By Becky Ianni, Zach Hiner
Survivors Network of Those Abused by Priests
March 26, 2020

In February, the Diocese of Richmond quietly announced a compensation program for survivors. Their program has an incredibly short registration window, barely lasting two months. Now, in light of coronavirus concerns that have paralyzed a nation, we are calling on Catholic officials in Richmond to extend the deadline for their compensation program and make efforts to ensure that survivors of clergy abuse are aware of the program’s existence.

Richmond’s compensation program is currently set to close on April 3, less than two months after it was announced on February 17. This already-short window for survivors to learn about the program and make a decision on participation is made all the worse now that Coronavirus is rewriting daily routines and lives. We believe that the right thing to do in this case is for church leaders in Richmond to extend the deadline for participation in the program for an six months.

If Catholic officials in Richmond truly care about the suffering that survivors have gone through, they would take steps to ensure that victims are adequately recognized and compensated.
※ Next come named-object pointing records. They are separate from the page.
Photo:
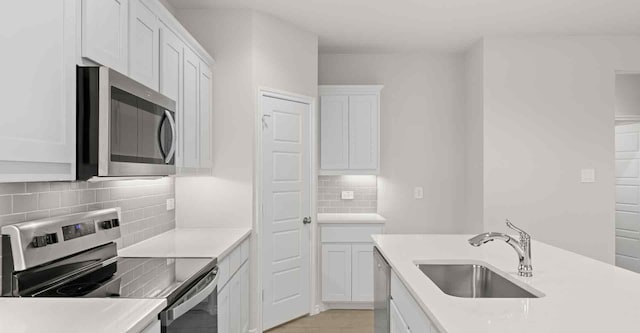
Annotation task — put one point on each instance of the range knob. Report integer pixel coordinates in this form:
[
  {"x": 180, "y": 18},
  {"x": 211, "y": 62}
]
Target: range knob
[
  {"x": 52, "y": 238},
  {"x": 39, "y": 241}
]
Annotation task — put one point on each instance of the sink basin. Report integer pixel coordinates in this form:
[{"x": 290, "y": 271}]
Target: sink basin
[{"x": 472, "y": 281}]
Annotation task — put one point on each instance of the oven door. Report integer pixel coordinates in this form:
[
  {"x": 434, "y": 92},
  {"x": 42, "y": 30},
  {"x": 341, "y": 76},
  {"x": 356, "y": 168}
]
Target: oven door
[
  {"x": 142, "y": 136},
  {"x": 196, "y": 311}
]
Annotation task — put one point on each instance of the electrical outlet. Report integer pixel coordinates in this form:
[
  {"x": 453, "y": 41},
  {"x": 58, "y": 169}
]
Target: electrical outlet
[
  {"x": 418, "y": 192},
  {"x": 347, "y": 195},
  {"x": 171, "y": 204},
  {"x": 587, "y": 176}
]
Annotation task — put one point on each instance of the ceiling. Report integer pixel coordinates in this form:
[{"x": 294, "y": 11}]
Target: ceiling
[{"x": 355, "y": 26}]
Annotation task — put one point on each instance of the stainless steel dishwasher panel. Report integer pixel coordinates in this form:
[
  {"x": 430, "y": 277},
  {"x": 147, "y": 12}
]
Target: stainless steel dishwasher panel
[{"x": 381, "y": 293}]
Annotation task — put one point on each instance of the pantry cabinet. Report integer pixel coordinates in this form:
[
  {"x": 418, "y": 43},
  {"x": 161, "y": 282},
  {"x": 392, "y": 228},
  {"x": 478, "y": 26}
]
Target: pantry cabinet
[
  {"x": 347, "y": 263},
  {"x": 105, "y": 32},
  {"x": 349, "y": 129}
]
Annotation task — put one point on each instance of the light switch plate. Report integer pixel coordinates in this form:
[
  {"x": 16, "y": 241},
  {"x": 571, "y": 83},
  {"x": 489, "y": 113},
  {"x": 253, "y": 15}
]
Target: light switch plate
[
  {"x": 171, "y": 204},
  {"x": 588, "y": 176},
  {"x": 418, "y": 192},
  {"x": 347, "y": 195}
]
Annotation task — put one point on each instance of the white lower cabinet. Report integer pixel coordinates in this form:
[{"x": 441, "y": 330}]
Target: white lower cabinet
[
  {"x": 405, "y": 311},
  {"x": 153, "y": 327},
  {"x": 233, "y": 292},
  {"x": 347, "y": 263},
  {"x": 398, "y": 325}
]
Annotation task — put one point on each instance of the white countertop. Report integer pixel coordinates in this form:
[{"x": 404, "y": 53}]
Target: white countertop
[
  {"x": 189, "y": 242},
  {"x": 581, "y": 294},
  {"x": 349, "y": 218},
  {"x": 63, "y": 315}
]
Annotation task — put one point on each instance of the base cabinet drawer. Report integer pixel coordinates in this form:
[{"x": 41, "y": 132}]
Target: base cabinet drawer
[{"x": 408, "y": 309}]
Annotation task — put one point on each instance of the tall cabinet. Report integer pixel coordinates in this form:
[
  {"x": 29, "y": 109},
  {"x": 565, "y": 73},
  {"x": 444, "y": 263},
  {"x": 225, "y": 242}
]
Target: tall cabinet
[{"x": 349, "y": 129}]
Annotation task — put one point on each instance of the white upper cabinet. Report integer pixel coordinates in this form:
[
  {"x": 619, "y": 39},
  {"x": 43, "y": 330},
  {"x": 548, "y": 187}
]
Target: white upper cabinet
[
  {"x": 37, "y": 88},
  {"x": 144, "y": 50},
  {"x": 205, "y": 84},
  {"x": 334, "y": 132},
  {"x": 188, "y": 121},
  {"x": 104, "y": 32},
  {"x": 363, "y": 132},
  {"x": 349, "y": 129}
]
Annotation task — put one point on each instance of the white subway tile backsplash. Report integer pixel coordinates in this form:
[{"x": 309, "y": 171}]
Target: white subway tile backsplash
[
  {"x": 330, "y": 189},
  {"x": 142, "y": 203},
  {"x": 25, "y": 203},
  {"x": 48, "y": 200}
]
Instead, they have very quietly announced a program with a narrow participation window, a move that seems more about being able to say “see, we did something” than to actually help survivors heal. Jesus did not tell his followers “I will heal you, but only if you come to me for help by a certain time.”

We call on Bishop Barry Knestout to use the power of his office to extend this program. He should then use every resource at his disposal to share news about the extension in diocesan, parish, and community bulletins, as well as statewide news sources, so that survivors across Virginia are aware of the program and the extension.

This situation is yet another reminder that the best way for victims to receive justice and recognition is through secular society, not church-run programs. We hope that survivors, advocates, and all Virginians who care about equity and healing will write to their state legislators and encourage them to once again take up legislation in Virginia that will open a civil window and eliminate civil and criminal statutes of limitations on cases of sexual violence.